Non-English source locales

FAQ: Can I translate from a language other than English?

We plan to provide a source language switcher to help non-English-speaking translators, but we cannot say when this will be implemented. The main Loco platform has this feature already, but it is currently a separate product and beyond the scope of this article.

As it stands, the Loco Translate file editor is only able to show the original source strings for translating, and these are assumed to be in English because they usually are. If a developer created their source strings in another language, you will simply have to put up with them being wrongly labelled. It won't make any difference to the functioning of the editor unless you submit the text to one of the automatic translation providers. These APIs will be told to translate from English, so probably won't work if they receive something else.

The rest of this page explains more about why source strings are usually in English.

Source strings

The source locale of WordPress is "en_US".
We strongly recommend against any attempt to use an alternative source language in your code.

Although your site language is configurable, its source language is not. This concept simply does not exist in WordPress. In the world of WordPress all source strings are implicitly English. That means that they will be assumed by others to be English, even if they are not.

This might sound confusing, but the reality is that source strings are just unique identifiers for text which appears on your site. For example: If no translation is found for "Leave a comment" then your site will show the English text. Arguably English is the best choice for fallback text due to its global reach, especially online.

If a Polish theme developer wrote all their source strings in Polish - then you set your site language to English - your visitors would see Polish for any missing English translations. Likewise if they used some abstract identifier like "comment-section-header", this is what your visitors would see as a fallback.

Of course if all your translation files were at 100% then language fallback becomes a non-issue. So if this sounds fine to you, then go ahead and write source strings any way you like. But if you are releasing your work to the wider community, then consider their expectations too.

Gettext limitations

There are also technical barriers for some languages being used as source strings.

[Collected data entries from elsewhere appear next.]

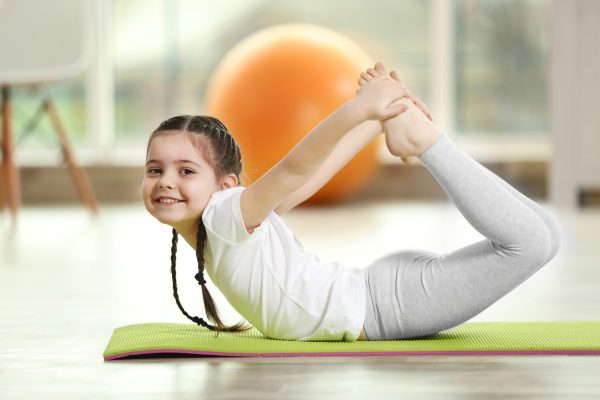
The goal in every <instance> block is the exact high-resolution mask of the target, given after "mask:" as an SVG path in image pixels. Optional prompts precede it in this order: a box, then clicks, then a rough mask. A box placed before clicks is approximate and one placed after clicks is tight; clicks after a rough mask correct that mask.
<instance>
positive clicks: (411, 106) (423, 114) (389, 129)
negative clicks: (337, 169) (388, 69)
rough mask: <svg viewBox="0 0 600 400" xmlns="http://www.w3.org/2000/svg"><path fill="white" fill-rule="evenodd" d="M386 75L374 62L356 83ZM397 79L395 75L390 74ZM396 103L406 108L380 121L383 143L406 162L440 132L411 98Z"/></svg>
mask: <svg viewBox="0 0 600 400" xmlns="http://www.w3.org/2000/svg"><path fill="white" fill-rule="evenodd" d="M384 74H385V75H388V72H387V71H386V70H385V68H384V67H383V65H382V64H380V63H377V64H375V68H369V69H368V70H367V71H366V72H363V73H362V74H361V75H360V79H359V81H358V83H359V84H360V85H363V84H364V83H366V82H367V81H369V80H371V79H373V78H375V77H378V76H380V75H384ZM392 77H393V78H394V79H396V80H398V79H397V75H396V76H392ZM396 103H403V104H405V105H406V106H407V110H406V111H404V112H403V113H402V114H400V115H397V116H395V117H393V118H389V119H387V120H384V121H382V122H381V125H382V127H383V131H384V133H385V143H386V145H387V148H388V150H389V151H390V153H391V154H392V155H394V156H397V157H400V158H402V160H403V161H405V162H406V160H407V159H408V157H419V156H420V155H421V154H423V153H424V152H425V151H426V150H427V149H428V148H429V147H431V146H432V145H433V144H434V143H435V142H436V141H437V139H438V138H439V137H440V135H441V133H440V132H439V131H438V130H437V128H436V127H435V126H434V125H433V124H432V123H431V121H430V120H429V118H428V116H426V115H425V114H424V113H423V112H421V110H420V109H419V108H417V106H415V104H414V103H413V101H411V99H409V98H407V97H404V98H402V99H400V100H398V101H397V102H396Z"/></svg>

The Gettext file formats are fundamentally biased towards English. In the old days source strings were commonly US-ASCII, because files had to be encoded for the character set of the target language. (This would make it impossible to translate from Greek to Russian for example). Thankfully UTF-8 has fixed that problem, although there's no guarantee that all the software you use will be UTF-8 capable. Loco Translate operates in UTF-8 by default and recommends against doing otherwise.

A critical legacy of this bias however is that your source language can only have two plural forms. This would make Polish a non-starter, and many other languages too. This limitation is baked into the Gettext file formats and the tools that read them.